Consiguió Batallé que dejara de reír y contestara a sus desesperadas preguntas. Sí, el periodista sabía que Antón Batallé era un dirigente de Alianza Popular y había escrito un librote de éxito titulado Mis tardes de pesca con Franco o algo así, y que estaba casado con una Villajoyosa y tenía ocho hijos y vivía en Madrid y…
Sin capacidad de reacción, sin sangre casi en las venas, él mismo fue reconstruyendo el resto sin ayuda del periodista. Era, en realidad, la mar de simple: aquel famoso día que el pacto con la derecha acababa de borrar de la agenda de la Transición, jamás existió en su vida y en consecuencia no se hirió en la pierna fortuitamente y por eso ahora no cojeaba y por lo tanto no fue al hospital y nunca conoció allí a la enfermera Madrona ni se casó con ella ni tuvo un hijo ni ingresó en el partido ni habitó jamás esta casa que, sin la resistencia de su mujer, acabó en manos de la inmobiliaria y fue destinada al derribo, y por eso ahora, en el solar, construían un nuevo edificio. Pero eso no era todo, lo intuía, lo sabía (y Martí se lo confirmó): Laureyanu de la Mora no recordaría tampoco haber vivido cierto día, años atrás, no fue a París para asistir a ninguna reunión, en vez de ello vino a Barcelona a la clínica del doctor Barraquer y se operó de cataratas y riñó con su prometida burgalesa de entonces y en la clínica conoció a una enfermera llamada Madrona Foix, adscrita al PSUC, con la cual casó y tuvo un hijo que hoy era el director literario de Ediciones Unión, donde el propio Batallé había publicado su libro Mis tiros al pichón con Franco o algo así…

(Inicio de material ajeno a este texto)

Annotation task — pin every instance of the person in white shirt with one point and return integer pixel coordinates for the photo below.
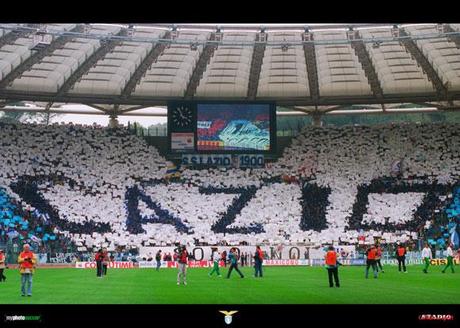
(427, 255)
(450, 261)
(215, 258)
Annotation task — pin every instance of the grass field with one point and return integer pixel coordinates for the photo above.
(280, 285)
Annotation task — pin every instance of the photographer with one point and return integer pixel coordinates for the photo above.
(27, 261)
(182, 256)
(2, 266)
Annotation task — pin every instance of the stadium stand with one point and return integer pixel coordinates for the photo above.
(100, 186)
(284, 70)
(170, 73)
(338, 67)
(398, 72)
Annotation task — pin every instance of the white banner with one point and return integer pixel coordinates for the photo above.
(212, 160)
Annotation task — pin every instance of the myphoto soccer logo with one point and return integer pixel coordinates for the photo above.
(228, 316)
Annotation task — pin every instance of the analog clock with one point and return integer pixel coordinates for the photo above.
(182, 117)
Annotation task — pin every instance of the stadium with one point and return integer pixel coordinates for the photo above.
(302, 139)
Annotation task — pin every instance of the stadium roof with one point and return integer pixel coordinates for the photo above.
(118, 68)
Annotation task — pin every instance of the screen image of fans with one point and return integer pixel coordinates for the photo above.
(234, 127)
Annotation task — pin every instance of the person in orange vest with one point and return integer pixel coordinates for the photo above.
(332, 266)
(2, 266)
(401, 257)
(378, 258)
(371, 255)
(27, 260)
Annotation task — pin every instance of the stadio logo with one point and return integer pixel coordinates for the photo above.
(437, 317)
(228, 316)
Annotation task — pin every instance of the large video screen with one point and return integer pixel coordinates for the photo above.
(234, 127)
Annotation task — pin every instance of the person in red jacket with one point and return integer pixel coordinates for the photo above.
(401, 257)
(182, 256)
(378, 258)
(2, 265)
(98, 258)
(371, 255)
(27, 260)
(105, 260)
(332, 266)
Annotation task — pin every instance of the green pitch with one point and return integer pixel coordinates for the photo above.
(280, 285)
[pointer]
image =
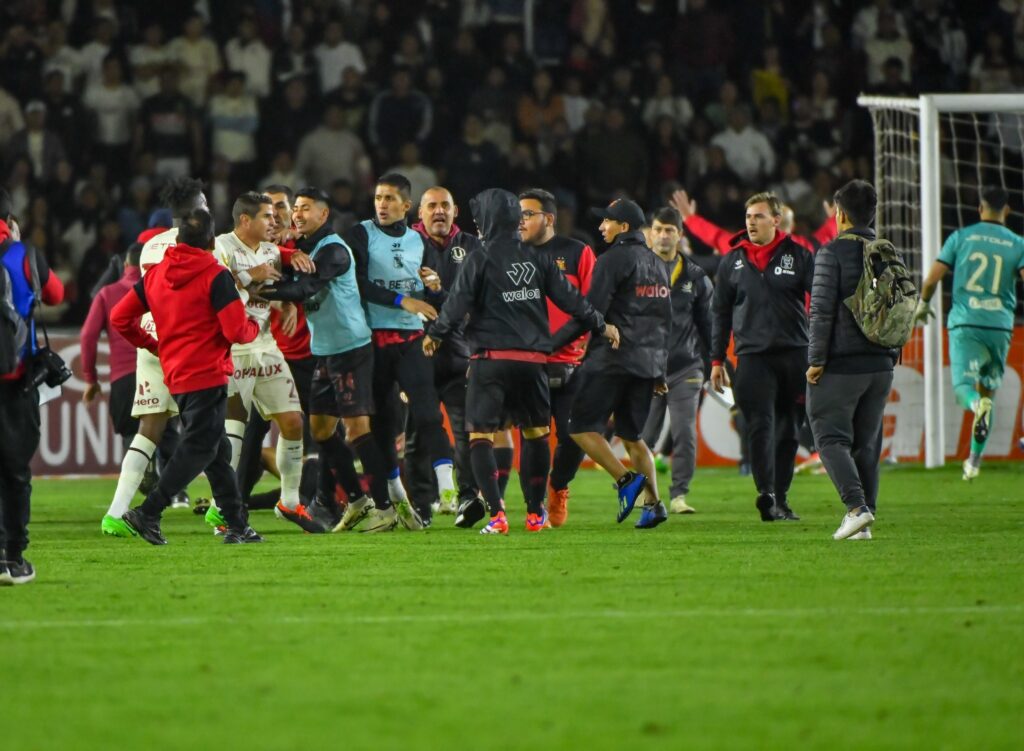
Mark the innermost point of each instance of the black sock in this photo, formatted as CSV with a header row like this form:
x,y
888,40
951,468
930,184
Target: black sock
x,y
341,462
373,468
534,464
503,460
481,456
565,464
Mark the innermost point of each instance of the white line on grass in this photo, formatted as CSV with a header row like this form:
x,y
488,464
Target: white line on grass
x,y
521,616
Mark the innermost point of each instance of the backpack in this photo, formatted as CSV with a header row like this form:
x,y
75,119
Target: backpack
x,y
13,329
886,297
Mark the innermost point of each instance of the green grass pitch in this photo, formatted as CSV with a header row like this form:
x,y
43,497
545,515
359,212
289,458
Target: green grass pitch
x,y
714,631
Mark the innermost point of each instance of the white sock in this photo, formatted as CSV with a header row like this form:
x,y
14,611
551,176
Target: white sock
x,y
132,468
444,481
236,429
290,466
395,490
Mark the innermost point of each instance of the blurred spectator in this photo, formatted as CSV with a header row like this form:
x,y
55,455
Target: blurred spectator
x,y
42,147
294,58
248,54
331,152
397,115
148,60
199,57
233,120
334,54
887,43
169,129
539,109
420,176
747,151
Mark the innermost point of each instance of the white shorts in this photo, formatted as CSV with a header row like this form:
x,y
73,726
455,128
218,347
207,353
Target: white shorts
x,y
152,397
263,378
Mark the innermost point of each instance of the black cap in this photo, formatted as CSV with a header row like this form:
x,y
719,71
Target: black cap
x,y
622,210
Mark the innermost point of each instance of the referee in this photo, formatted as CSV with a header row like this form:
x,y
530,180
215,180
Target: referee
x,y
502,289
760,300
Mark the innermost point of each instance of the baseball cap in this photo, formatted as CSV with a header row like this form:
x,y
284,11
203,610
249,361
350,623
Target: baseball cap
x,y
622,210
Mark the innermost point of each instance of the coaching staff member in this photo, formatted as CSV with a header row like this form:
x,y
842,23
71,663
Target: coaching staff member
x,y
199,315
18,399
631,287
760,299
502,288
849,377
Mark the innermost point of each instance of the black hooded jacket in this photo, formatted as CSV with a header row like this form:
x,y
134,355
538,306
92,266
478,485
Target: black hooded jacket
x,y
503,287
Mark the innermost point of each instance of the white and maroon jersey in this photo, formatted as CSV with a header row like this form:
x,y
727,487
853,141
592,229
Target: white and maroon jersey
x,y
235,254
153,253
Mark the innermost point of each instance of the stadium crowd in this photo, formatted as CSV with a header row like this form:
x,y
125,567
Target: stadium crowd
x,y
101,101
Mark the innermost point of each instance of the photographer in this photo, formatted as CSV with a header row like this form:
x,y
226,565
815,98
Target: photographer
x,y
18,393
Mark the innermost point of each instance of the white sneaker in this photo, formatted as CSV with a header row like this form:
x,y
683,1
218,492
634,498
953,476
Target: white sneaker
x,y
355,511
450,502
409,516
853,523
679,505
382,519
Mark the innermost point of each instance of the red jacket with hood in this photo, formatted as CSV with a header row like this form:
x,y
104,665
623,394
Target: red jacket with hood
x,y
198,313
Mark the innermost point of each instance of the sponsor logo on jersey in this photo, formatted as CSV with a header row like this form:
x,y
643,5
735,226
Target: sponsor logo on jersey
x,y
520,295
652,290
521,273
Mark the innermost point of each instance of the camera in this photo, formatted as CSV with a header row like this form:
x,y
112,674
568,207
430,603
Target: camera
x,y
46,367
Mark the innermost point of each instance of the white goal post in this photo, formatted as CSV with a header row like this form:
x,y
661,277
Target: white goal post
x,y
909,148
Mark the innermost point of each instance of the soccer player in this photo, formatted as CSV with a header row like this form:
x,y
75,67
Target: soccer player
x,y
760,300
153,404
576,261
340,339
199,314
452,246
261,376
689,340
849,376
502,289
389,256
630,288
985,259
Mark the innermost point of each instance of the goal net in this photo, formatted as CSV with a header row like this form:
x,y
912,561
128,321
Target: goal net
x,y
932,154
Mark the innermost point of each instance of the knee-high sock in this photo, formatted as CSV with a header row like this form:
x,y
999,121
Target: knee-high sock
x,y
373,468
133,466
535,461
290,466
236,430
481,456
503,459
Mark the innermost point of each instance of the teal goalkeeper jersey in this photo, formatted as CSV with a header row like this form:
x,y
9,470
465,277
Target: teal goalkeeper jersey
x,y
986,259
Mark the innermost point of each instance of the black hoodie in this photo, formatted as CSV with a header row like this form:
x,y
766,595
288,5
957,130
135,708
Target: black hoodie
x,y
503,288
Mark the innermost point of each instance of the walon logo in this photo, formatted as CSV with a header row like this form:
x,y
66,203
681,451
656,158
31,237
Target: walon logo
x,y
521,273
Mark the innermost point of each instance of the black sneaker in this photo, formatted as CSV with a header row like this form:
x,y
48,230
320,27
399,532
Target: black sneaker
x,y
145,526
20,572
783,512
766,505
235,536
326,512
470,511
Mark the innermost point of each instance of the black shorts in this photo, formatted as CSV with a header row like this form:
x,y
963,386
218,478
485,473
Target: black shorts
x,y
122,397
507,389
601,395
343,384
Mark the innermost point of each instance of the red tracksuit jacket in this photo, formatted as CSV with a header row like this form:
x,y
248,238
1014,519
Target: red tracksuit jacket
x,y
199,316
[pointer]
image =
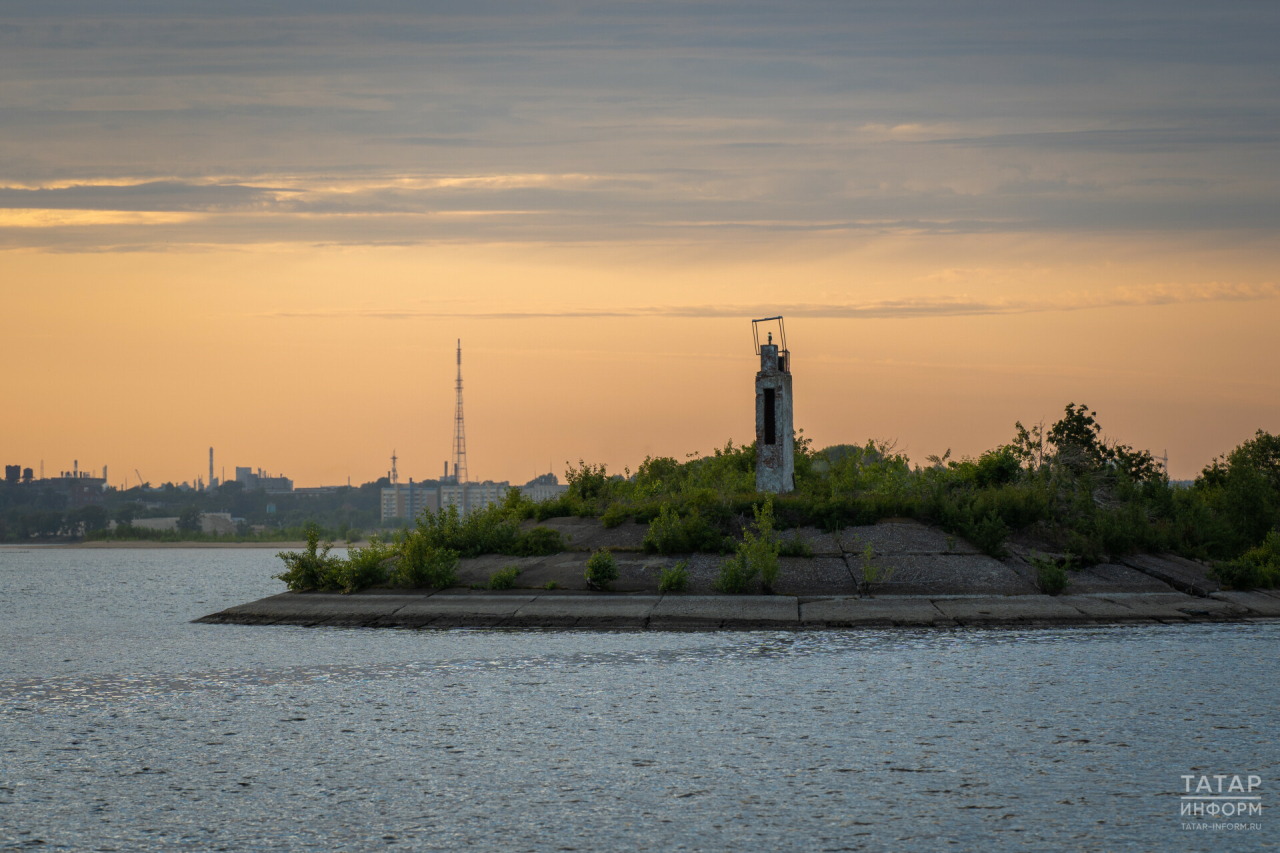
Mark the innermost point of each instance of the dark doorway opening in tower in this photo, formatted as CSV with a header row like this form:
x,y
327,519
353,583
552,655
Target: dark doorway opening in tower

—Es usted muy de la broma, oiga —dijo Martí—. Va, ex ministro, que es tarde y tengo sueño…
Batallé dejó caer el auricular, ya no le quedaban monedas. Así pues, era miembro de Alianza Popular, y Laureyanu de la Mora, donde quiera que estuviese, era miembro del PSUC. Sin capacidad de asombro vio entonces llegar a sus dos colaboradores, que le habían estado esperando en el aeropuerto, y sin oponer resistencia se dejó sacar de la cabina y meter en el coche y llevar hasta El Prat, donde fue literalmente izado al avión para volar luego hacia Madrid, hacia un despacho y unas responsabilidades y una mujer y unos hijos que no conocía. ¿O sí los conocía? Identificó, en un fugaz parpadeo de lucidez, a sus dos solícitos colaboradores que le atiborraban de café: los hermanos Banau, fúnebres periodistas de El Alcázar. Le quedaba el consuelo de pensar, mientras se amodorraba planeando sobre la capital del reino, que Laureyanu de la Mora aún salía peor parado con el pacto, ya que le esperaban grotescos y abultados nudos de corbata y espantos de incompetencia en el espejo, una cojera para toda la vida, una úlcera, una mujer insoportable y una nuera ácrata.
En cuanto a él, lo más humillante, lo más insufrible y cretino, era —lo estaba leyendo en la agenda— una cena para mañana mismo con el beatorro de don Santiago Udina Martorell.
Dos años después volvería a encontrarse con Laureyanu de la Mora en una estrambótica y soñolienta coalición gubernamental, e intercambiaron fatigas reumáticas y oculares, recuerdos y mentiras. Bien mirado, no había gran cosa que lamentar: habían hecho con el pasado lo que buenamente habían podido, puesto que poco o nada habían sabido hacer con el porvenir.